Canceling Appointments

async function cancelAppointment(
  businessId: string,
  appointmentId: string,
  cancellationMessage?: string
): Promise<void> {
  const client = await createGraphClient();
  await client.post(
    `/solutions/bookingBusinesses/${businessId}/appointments/${appointmentId}/cancel`,
    {
      cancellationMessage:
        cancellationMessage || "This appointment has been canceled.",
    }
  );
}

Best Practices

  • Always include timeZone with datetime values; Graph API datetime objects without timezone context default to UTC, which causes scheduling errors for end users.
  • Use delegated permissions (user-context tokens) for user-facing apps and application permissions (client credentials) for background services and daemons.
  • Leverage the native Teams integration by setting isLocationOnline: true — this auto-generates a Teams meeting link for each appointment.
  • Use $select query parameters to reduce payload size when listing appointments or services in high-volume scenarios.
  • Map staff members to Azure AD users so that appointments automatically appear on their Outlook calendars.

Common Pitfalls

  • The Bookings API requires a Microsoft 365 Business Premium or higher license; Business Basic/Standard plans do not include API access.
  • calendarView requires both start and end query parameters and returns a flat list, not paginated by default — add $top for large date ranges.
  • Deleting a service that has future appointments will fail; cancel or reassign existing appointments first.
  • Token expiration is 60 minutes for Graph API tokens; implement token caching with refresh logic rather than acquiring a new token per request.
  • The defaultDuration field uses ISO 8601 duration format (PT30M, PT1H), not minutes as an integer — passing a number will cause a 400 error.

Anti-Patterns

Using the service without understanding its pricing model. Cloud services bill differently — per request, per GB, per seat. Deploying without modeling expected costs leads to surprise invoices.

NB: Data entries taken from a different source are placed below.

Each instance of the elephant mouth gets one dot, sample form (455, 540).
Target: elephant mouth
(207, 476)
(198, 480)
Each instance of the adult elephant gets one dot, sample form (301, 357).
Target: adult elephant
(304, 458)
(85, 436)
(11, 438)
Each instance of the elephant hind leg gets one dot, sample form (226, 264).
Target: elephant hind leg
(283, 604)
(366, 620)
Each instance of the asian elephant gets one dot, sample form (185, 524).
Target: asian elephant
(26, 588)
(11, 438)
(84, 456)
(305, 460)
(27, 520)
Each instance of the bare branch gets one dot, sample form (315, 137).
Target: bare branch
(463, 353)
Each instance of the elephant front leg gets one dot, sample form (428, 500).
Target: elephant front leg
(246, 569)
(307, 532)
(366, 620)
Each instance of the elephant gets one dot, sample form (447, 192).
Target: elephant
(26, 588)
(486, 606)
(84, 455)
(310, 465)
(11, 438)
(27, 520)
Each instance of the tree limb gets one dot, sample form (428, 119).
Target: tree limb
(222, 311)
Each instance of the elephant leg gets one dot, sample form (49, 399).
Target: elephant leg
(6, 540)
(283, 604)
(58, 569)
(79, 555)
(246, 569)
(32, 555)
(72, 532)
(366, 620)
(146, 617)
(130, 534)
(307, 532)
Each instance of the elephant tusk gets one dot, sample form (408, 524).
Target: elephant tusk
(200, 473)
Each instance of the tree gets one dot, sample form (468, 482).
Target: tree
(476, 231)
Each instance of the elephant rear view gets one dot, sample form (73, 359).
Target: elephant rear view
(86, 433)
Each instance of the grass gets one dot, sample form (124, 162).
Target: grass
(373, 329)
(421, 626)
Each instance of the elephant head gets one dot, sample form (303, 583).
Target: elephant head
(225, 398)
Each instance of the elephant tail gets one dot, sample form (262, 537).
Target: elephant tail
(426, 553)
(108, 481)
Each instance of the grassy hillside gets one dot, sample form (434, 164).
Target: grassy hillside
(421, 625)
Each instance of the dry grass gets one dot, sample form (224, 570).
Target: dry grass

Hardcoding configuration instead of using environment variables. API keys, endpoints, and feature flags change between environments. Hardcoded values break deployments and leak secrets.

Ignoring the service's rate limits and quotas. Every external API has throughput limits. Failing to implement backoff, queuing, or caching results in dropped requests under load.

Treating the service as always available. External services go down. Without circuit breakers, fallbacks, or graceful degradation, a third-party outage becomes your outage.

Coupling your architecture to a single provider's API. Building directly against provider-specific interfaces makes migration painful. Wrap external services in thin adapter layers.